Il giorno dopo l’omicidio di Chiara Poggi, le gemelle Paola e Stefania Cappa vanno in tv. Non una scelta da poco, visto che la cugina è stata massacrata nella villetta di famiglia a Garlasco appena ventiquattro ore prima. Eppure, parlano. Parlano tanto. Troppo, forse? A dirlo oggi è Gianluca Spina, ex poliziotto ed esperto di comunicazione non verbale, in un’analisi pubblicata dal settimanale Giallo diretto da Albina Perri. “Stefania è molto agitata, quasi logorroica. A distanza di poche ore ha la presunzione di spiegare cosa fosse successo alla cugina, circoscrivendo anche lo spazio temporale in cui il delitto sarebbe stato compiuto, addebitando l’omicidio a un rom introdottosi in casa”. È da qui che parte l’analisi: quella di un corpo che smentisce la bocca.

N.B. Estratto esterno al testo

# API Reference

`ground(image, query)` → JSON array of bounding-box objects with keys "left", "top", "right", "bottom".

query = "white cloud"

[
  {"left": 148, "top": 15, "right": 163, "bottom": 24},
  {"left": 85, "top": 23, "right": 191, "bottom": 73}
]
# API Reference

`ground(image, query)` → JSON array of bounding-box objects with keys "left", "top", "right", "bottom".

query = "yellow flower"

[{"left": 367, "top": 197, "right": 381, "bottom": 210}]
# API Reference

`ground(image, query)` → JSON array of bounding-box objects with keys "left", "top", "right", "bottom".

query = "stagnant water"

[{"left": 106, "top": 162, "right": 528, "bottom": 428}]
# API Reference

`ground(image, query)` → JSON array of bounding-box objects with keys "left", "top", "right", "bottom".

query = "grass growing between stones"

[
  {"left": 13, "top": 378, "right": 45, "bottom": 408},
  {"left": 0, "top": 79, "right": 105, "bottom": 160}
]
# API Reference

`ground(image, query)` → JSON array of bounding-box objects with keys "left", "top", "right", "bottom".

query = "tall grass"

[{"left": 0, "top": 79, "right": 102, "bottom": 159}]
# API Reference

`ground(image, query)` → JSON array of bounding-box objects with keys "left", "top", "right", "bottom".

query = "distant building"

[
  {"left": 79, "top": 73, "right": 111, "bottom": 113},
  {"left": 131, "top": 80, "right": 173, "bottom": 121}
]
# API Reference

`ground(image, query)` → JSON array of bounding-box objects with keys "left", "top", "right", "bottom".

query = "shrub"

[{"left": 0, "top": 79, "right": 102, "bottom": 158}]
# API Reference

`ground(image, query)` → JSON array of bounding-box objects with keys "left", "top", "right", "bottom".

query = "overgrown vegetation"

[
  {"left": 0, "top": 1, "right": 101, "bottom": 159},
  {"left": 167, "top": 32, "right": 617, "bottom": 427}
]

Quando Stefania parla, succede qualcosa di anomalo. Spina nota movimenti involontari, dettagli che in linguaggio non verbale indicano incongruenza, costruzione, difesa. Il primo segnale è la spalla sinistra che sale, gesto che, spiegano gli esperti, emerge spesso quando c’è qualcosa che non torna nel racconto. E capita più volte, proprio quando Stefania parla delle sue ultime interazioni con Chiara. Alla domanda “Quando l’hai vista l’ultima volta?”, risponde:“Io sabato”.


Una frase semplice, ma accompagnata da occhi chiusi, come se il cervello si sforzasse di rielaborare o trattenere qualcosa. E subito dopo labbra serrate, segnale classico, spiega Spina, di chi vuole chiudere la comunicazione e impedire che “esca altro”. “Come stava Chiara?” “Stava benissimo”, risponde Stefania, ma nega con la testa. Un classico: quando il corpo smentisce le parole. Poi arriva la frase più strana: “Eravamo d’accordo di vederci anche ieri pomeriggio alle quattro...”. Tanti dettagli, troppi. Una ricostruzione minuziosa che, secondo l’esperto, non serve a chiarire ma a spostare l’attenzione. “Chi ha bisogno di specificare tutti questi dettagli in un racconto? Di solito è tipico di chi ha interesse a portare la verità altrove”, scrive Spina. E c’è anche un passaggio su una telefonata, “domenica non ci siamo viste, ma ci siamo sentite telefonicamente...”, di cui però non esisterebbe traccia. Anche lì, di nuovo, spalla sinistra che sale. Una linea che si ripete. L’analisi si sposta poi su Paola, l’altra cugina. Lei piange. Le uniche lacrime vere viste, secondo Spina, in tutta questa storia. Spuntano quando racconta che il sabato prima aveva tentato il suicidio, salvata dalla famiglia. E il giorno dopo Chiara moriva. “Perché legare questo evento alla morte di Chiara?”, si chiede Spina. È un nodo narrativo e simbolico fortissimo: senso di colpa, sovrapposizione di destini, o qualcos’altro? Di certo, l’intervista rilasciata il 14 agosto 2007, e oggi riesaminata da chi studia il linguaggio del corpo, fa più rumore ora che allora.